Mahkememize sunulan 09/03/2020 tarihli bilirkişi raporunda özetle ; davalının davacı yayın kuruluşu tarafından yayınlanan … … … isimli kitaplarda yer alan hesaplama formüllerini başta olmak üzere diğer bilgileri kendi kitabı olan … birebir kullanmasının söz konusu olmadığı davacının mali hak sahibi olduğu kitaplarında yer alan hesaplama formüllerini ve sayılara ilişkin bilgilerin numeroloji adı verilen ve yüzyıllardır bilinen ve uygulanan anonim nitelikte bilgiler oldu davalı tarafından kullanılan hesaplamaların da bu anonim bilgilere ilişkin olduğu görüşüne varılmıştır.
Mahkememize sunulan 05/01/2023 tarihli bilirkişi raporunda özetle ; ” …” …, “…” “…” isimli kitaplarda kullanılan hesaplama matrix ve bilgilerinin her ne kadar kitaplarda belirtildiği üzere eski dönemdeki numeroloji kayıtlarından yararlanılarak hazırlanmış olsa da burada yazarın ” kendine ait bir kısım görüşlerini de katarak özgün bir hesaplama sistemine ulaştığı, numeroloji sektöründe de bu teorinin …’a mal edildiği, davalının kitabın ana teması ve hesaplama formüllerini ve kitabın içeriğini birebir olmasa da genel fikir kurgu formül ve örnekler üzerinden piyasaya çıkarması ve davacı yazarın kitabından alıntılar almaya ilişkin bir ibareye yer verilmemesi nedeniyle FSEK’in 23 maddesinde düzenlenen yayma hakkının ihlal edildiği, davalının TV programlarında …’dan bahsetmeden onun hesaplama formüllerini matrisini kullanarak hesaplama yapmasının bu yönde … de beyanatlar vermesinin bir hak niteliğinde değil TFK m.54 ve TTK m.55/1-a4 bendinde haksız rekabet kapsamında değerlendirilmesi gerektiği, “…” …, “…” “…” isimli kitapların FSEK m.2/1 anlamında ilim edebiyat eseri olduğu bununla birlikte çeşitli eski ansiklopedik bilgiler, numeroloji hususlarına yer verip buradan hareketle sonrasında özgün bir hesaplama yöntemine ulaştığından “derleme eser” olarak da değerlendirilebileceği, heyetimizde bir mali bilirkişi veya bir yayıncı bilir kişi olmadığından tazminat hesabı yapılamadı ancak TV yayınları için TTK m.56 çerçevesinde borçlar kanununun 50 ve 51 inci maddelerinde yer alan ilkeler uyarınca bir maddi tazminata, buna karşın meleklerin şifresi kitabındaki kullanım yönünden ise FSEK 68 ve 70 inci maddeler çerçevesinde tazminata hüküm edilebileceği, yine davacı mali hak sahibi olduğundan ve manevi hakların devri Kabil olmayıp manevi hak ihlalinde manevi tazminat talep hakkı eser sahibine ait olduğundan davacının manevi hak talebinin sayın mahkemece bu hususta göre değerlendirilmesi gerektiği ayrıca kişilik hakkının ihlali gerekçesiyle manevi tazminata hükmedilir hükme edilmeyeceğinin takdirinin de mahkemeye ait olacağı görüş ve kanaati bildirilmiştir.

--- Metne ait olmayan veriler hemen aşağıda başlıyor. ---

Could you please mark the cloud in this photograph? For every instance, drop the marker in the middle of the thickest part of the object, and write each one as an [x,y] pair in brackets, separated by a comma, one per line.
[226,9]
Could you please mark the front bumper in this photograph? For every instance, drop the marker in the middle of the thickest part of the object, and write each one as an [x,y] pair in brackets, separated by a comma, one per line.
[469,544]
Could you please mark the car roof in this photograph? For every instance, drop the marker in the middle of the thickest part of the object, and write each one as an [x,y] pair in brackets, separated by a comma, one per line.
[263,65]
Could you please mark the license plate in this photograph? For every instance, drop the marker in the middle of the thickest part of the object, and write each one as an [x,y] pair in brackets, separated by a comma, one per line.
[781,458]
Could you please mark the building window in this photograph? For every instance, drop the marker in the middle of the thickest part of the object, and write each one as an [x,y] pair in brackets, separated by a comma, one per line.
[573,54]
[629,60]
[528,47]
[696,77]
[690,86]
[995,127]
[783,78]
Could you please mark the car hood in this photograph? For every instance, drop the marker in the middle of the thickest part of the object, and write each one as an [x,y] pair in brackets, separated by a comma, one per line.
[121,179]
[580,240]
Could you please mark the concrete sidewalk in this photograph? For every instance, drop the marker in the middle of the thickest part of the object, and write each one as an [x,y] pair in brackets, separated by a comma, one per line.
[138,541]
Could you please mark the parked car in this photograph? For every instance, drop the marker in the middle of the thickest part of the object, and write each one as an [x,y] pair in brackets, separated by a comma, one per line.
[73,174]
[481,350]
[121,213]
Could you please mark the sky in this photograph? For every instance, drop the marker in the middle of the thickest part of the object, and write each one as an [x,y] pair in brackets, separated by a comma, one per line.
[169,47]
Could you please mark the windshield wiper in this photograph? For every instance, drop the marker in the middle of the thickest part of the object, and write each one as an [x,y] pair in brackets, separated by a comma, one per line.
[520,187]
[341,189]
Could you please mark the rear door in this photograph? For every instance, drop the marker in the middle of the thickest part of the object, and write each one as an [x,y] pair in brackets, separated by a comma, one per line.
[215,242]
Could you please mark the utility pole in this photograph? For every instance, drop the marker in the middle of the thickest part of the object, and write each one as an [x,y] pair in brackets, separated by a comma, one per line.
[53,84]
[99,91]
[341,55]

Birleşen dava dosyasında sunulan bilirkişi raporları :16/06/2020 tarihli bilirkişi kurulu raporunda özetle: Davacının yayıncısı olduğunu iddia ettiği “…”, “…” ve “…” isimli kitaplar incelendiğinde bu kitapların sayılar bağlamında insanı tanımlamaya yönelik kitaplar olduğu, kitapların belli bir sistem dahilinde belirli bir uslup ve hususiyet barındıran kitaplar oldukları bu özetlikleri dikkate alındığında her üç kitabın da FSEK 2/1 anlamında dil ve yazı ile ifade olunan ilim ve edebiyat eseri oldukları, davaya konu “…”, “…” ve “…” isimli kitaplar incelendiğinde bu kitapların yazarının başka bir deyişle eser sahibinin … olduğu, her ne kadar kitaplar üzerinde kitabın yayıncısının davacı olduğu belirtilmiş ise de eser sahibi ile yapılmış mali hak devir sözleşmesi dosyaya ibraz edilmediğinden davacının davaya konu 3 kitabın mali hak sahibi olup olmadığının tespit edilemediği, davacının basımını yaptığı kitaplarda anlatılan hesaplama yöntemlerinin bu kitaplardan önce başka bir eserde yer almamış ise ve bu hesaplama yöntemi anonim değilse davalının bu formülleri baz alarak davaya konu 3 kitabın ana teması ve hesaplama formüllerini ve kitabın içeriğini birebir olmayıp genel fikir, kurgu, formül ve örnekler üzerinden piyasaya çıkarması ve davacı yazarın kitabından alıntılamaya ilişkin bir ibareye yer verilmemesi nedeniyle FSEK 23. maddede düzenlenen yayma haklarını ihlal edilebileceği, davacının dayandığı ihlal vakalarından birisi olan “…” kitabındaki kullanım yönünden tazminatın ise FSEK çerçevesinde hesaplama yapılabileceği, dosyada FSEK 68 ve 70. maddesi çerçevesinde hesaplama yapılabilecek herhangi bir delil, emsal sözleşme, rayiç bedel, teklif vs bulunmadığından somut olaydaki ihlalin yoğunluğu, miktarı, kullanımın şekli göz önüne alındığında ve davaya konu 3 kitap ile davalının kitabının kullanımın ortalama miktarı da dikkate alındığında maddi tazminatı indirmek ve arttırmak hususundaki takdirin Mahkemeye ait olmak üzere davacının talep edebileceği bedelin 5.000 TL olabileceği, FSEK 68. maddesi çerçevesinde bu bedelin 3 katına kadar hükmedilebileceği, davacı mali hak sahibi olduğundan ve manevi hakların devri kabil olmayıp manevi hak ihlalinde manevi tazminat talep hakkı eser sahibine ait olduğundan davacının manevi hak talebinin Mahkemece bu hususa göre değerlendirilmesi gerektiği sonuç ve kanaatine varıldığı bildirilmiştir.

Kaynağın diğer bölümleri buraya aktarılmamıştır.